İçeriğe geç

Besle Kargayı Oysun Kerkük’ü!..

İktidarın ne ekonomideki batış ne dış politikada kuşatılma gibi bir sorunu var. Tek dertleri muhalefet, tek icraatları operasyon. Ama biz yine de Türkiye’nin güvenliğiyle yakından ilgili gelişmeleri aktaralım.

KKTC’deki Cumhurbaşkanlığı seçimlerini Tufan Erhürman kazanınca MHP Lideri Devlet Bahçeli’nin 2017’de Kerkük’e tahsis ettiği 82 plakasını, “durumun aciliyetine binaen, şimdilik kısmi bir revize yaparak” KKTC’ye vermesi üzerine; 11 Kasım’daki Irak Parlamentosu seçimleri nedeniyle Barzanilerin Kerkük başta olmak üzere tarihi Türkmen kentlerindeki faaliyetlerine işaret edip, “Sadece KKTC’ye değil Kerkük’e de dikkat” dedik.

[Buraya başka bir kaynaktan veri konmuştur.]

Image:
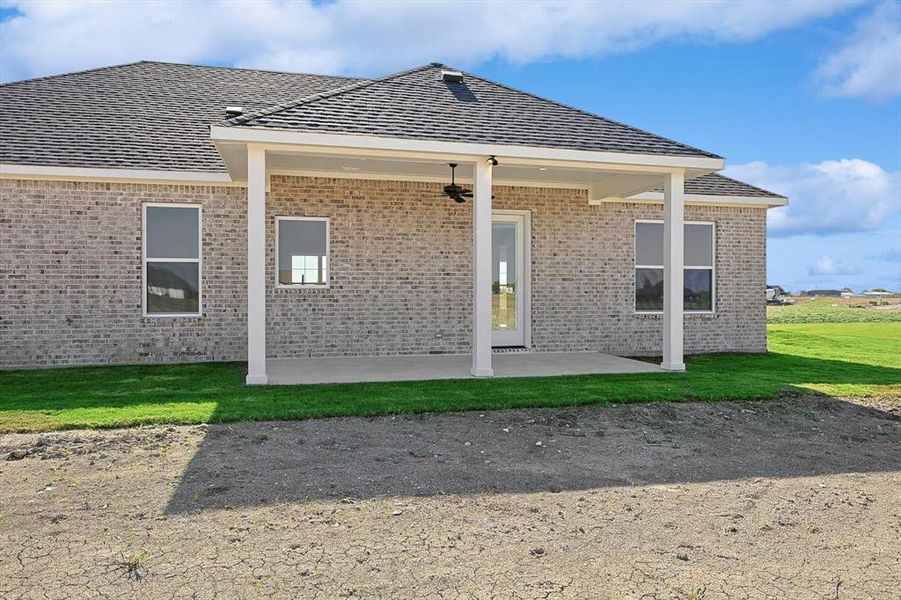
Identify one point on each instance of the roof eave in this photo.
(715, 199)
(420, 148)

Şimdi ise Celal Talabani’den sonra KYB’nin başına geçen ve Kerkük’ü, “KYB’nin kırmızı çizgisi… Kürdistan’ın Kudüs” ilân eden Bafıl Talabani’nin yaptıklarını anlatalım.

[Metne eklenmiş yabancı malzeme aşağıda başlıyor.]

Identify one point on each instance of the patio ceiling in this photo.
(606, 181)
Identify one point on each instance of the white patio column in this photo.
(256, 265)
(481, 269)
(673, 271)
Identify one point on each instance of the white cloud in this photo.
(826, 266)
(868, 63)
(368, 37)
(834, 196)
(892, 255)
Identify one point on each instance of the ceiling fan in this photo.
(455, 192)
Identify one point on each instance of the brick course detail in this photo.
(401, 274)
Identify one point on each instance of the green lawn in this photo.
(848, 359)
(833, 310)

Kerkük’te 18 yıl aradan sonra 18 Aralık 2023’te yapılan il meclisi seçimlerinde KYB birinci parti olunca iktidarımızın medyası, “Kerkük’ü Türksüzleştirme planının 18 yıl sonra yapılan seçimde yeniden devreye sokulduğunu” vurgulayıp, “sandığa giden binlerce Türkmen’e ‘Parmak izi sisteminde arıza var.’ bahanesiyle oy kullandırılmadığından” yakınırken, Bafıl Talabani’yi ilk kutlayan DEM’in eş başkanları Tuncer Bakırhan ve Tülay Hatimoğulları oldu. Şimdi iktidarla açılım yolunda yürüyen bu iki isim, “Ortadoğu’da ulus-devletçi anlayışın toplumları böl-yönet stratejisi kapsamında halkları ulusal kimliklerine ve inançlarına göre ayırarak hüküm sürme ve bölgeyi istikrarsızlaştırma çabalarına karşı Kerkük halklarının iradesinin Ortadoğu coğrafyasına umut olduğunu” açıkladı.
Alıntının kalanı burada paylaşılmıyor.